En su legajo consta una licencia de ocho meses. No dice que fue víctima de violencia de género, sino licencia psiquiátrica. Pero, a partir de eso, el servicio médico no le quiso justificar ninguna falta. Si sus hijos Dylan (10), Uma (6), Eliel (4) y Lian (3) se enfermaban le decían que no podía llamar médico a su casa porque vivía en una zona peligrosa, ni podía ir con ellos porque no los dejaban entrar, ni podía acompañarlos si tenían broncoespasmos o se quebraban el brazo, entre otras situaciones, que son habituales al ser testigos de violencia familiar.
La falta de perspectiva de género y de políticas de cuidado en una empresa estatal tiene consecuencias. Gisela Herrera fue despedida y la empresa argumenta la causa por las faltas no justificadas y razones privadas entre empleador y empleada. Ella fue despedida por faltar los días de amenazas a su vida, por el pánico arrasando con el miedo a asomar el mundo, por los días de hospital de sus cuatro hijos y por las faltas injustificadas de un equipo de salud laboral que estigmatizaba su barrio como una zona de peligro y la empujaba a elegir entre una maternidad vulnerable o mantener el empleo, sin nadie que la ayude y sin políticas públicas de cuidado. Para dejarla sin ingresos no se tuvo en cuenta la Ley 24.685 de Prevención y Erradicación de la Violencia de Género, la pelea por una licencia de violencia de género y la puesta en práctica de un acuerdo en Trenes Argentinos para que las mujeres que reciben maltratos en su casa no se quedan contra el paredón de quedarse sin trabajo.

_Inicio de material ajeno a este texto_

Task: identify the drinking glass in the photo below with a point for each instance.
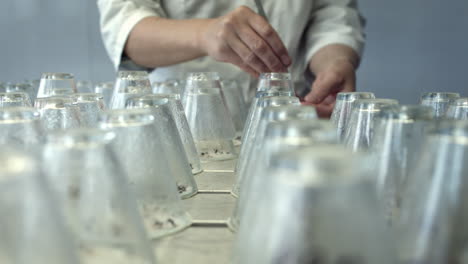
(172, 101)
(342, 110)
(100, 209)
(438, 101)
(169, 136)
(151, 170)
(56, 84)
(21, 126)
(14, 99)
(106, 89)
(268, 114)
(252, 131)
(209, 120)
(90, 106)
(360, 130)
(399, 134)
(458, 109)
(129, 84)
(84, 86)
(168, 87)
(319, 207)
(26, 88)
(270, 84)
(279, 136)
(32, 230)
(432, 225)
(236, 106)
(58, 112)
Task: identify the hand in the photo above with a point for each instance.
(338, 76)
(245, 39)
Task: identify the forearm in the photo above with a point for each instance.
(156, 42)
(329, 54)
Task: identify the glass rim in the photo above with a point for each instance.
(406, 112)
(268, 100)
(366, 103)
(81, 137)
(124, 117)
(57, 76)
(280, 76)
(19, 114)
(203, 76)
(133, 75)
(439, 96)
(273, 111)
(353, 96)
(167, 96)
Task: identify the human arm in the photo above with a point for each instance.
(240, 37)
(336, 41)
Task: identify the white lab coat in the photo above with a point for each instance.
(305, 26)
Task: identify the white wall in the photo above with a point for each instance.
(413, 46)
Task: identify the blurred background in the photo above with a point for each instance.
(412, 46)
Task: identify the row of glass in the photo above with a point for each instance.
(116, 171)
(380, 183)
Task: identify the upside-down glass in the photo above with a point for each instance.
(168, 87)
(438, 101)
(58, 112)
(432, 226)
(32, 230)
(248, 139)
(236, 106)
(56, 84)
(90, 105)
(106, 89)
(84, 86)
(458, 109)
(21, 126)
(360, 130)
(270, 84)
(26, 88)
(342, 110)
(14, 99)
(100, 209)
(279, 136)
(150, 170)
(281, 108)
(399, 134)
(209, 120)
(129, 84)
(319, 207)
(139, 134)
(172, 101)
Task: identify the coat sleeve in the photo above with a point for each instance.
(334, 22)
(117, 19)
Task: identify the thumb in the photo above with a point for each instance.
(324, 85)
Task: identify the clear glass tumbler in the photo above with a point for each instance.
(106, 89)
(432, 225)
(129, 84)
(253, 130)
(87, 176)
(319, 207)
(342, 110)
(56, 84)
(15, 99)
(32, 230)
(358, 135)
(458, 109)
(150, 170)
(438, 101)
(172, 101)
(58, 112)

Sus compañeras piden, frente al paro Internacional del 8 de marzo, que sea reincorporada, que se implemente una licencia por violencia de género, contención psicológica para las víctimas de violencia machista y apoyo para La Casa que Abraza (que se ocupa de las ferroviarias que sufren violencia). También que continúen los talleres y capacitaciones que realizaron con Pañuelos en Rebeldía y que la empresa frenó. Por ahora, no hay respuestas, pero el Instituto Nacional de las Muejres (INAM) intervino para atender el caso de Gisela y tratar de no sumar a su vulnerabilidad el desalojo y la pérdida de ingresos.

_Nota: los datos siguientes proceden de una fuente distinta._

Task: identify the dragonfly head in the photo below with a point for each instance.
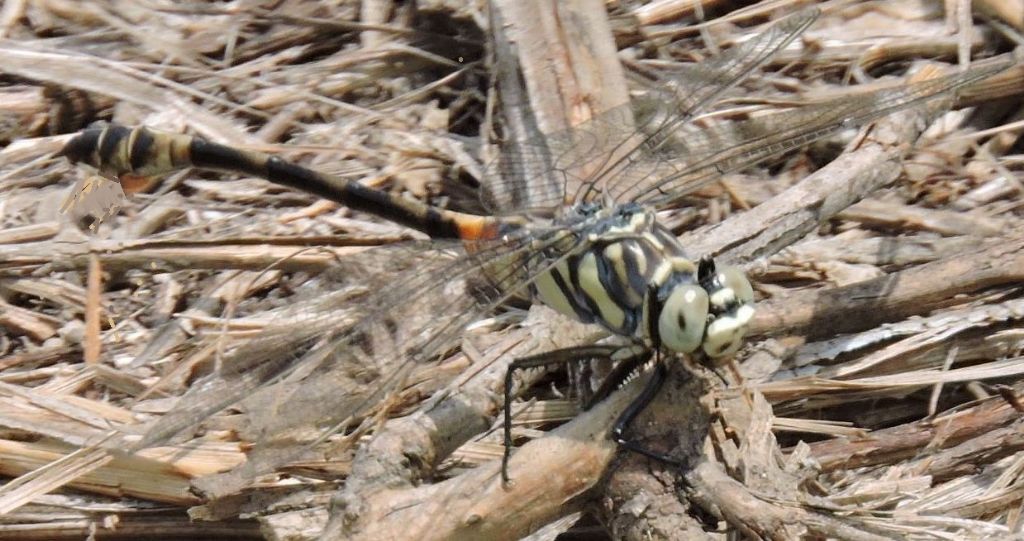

La delegada de limpieza del Sarmiento Mónica Schlotthauer la acompaña y reclama en las asambleas previas al 8 de marzo: “Pedimos la reincorporación de Gisela. Desde diciembre hay dos ferroviarias a las que se les concedió una licencia pautada como violencia de género. Necesitamos que miren para atrás y se comprenda la historia. Además queremos seguir con los diecisiete talleres que hicimos para derribar estereotipos y que sean obligatorios. Necesitamos trabajar para prevenir el machismo”.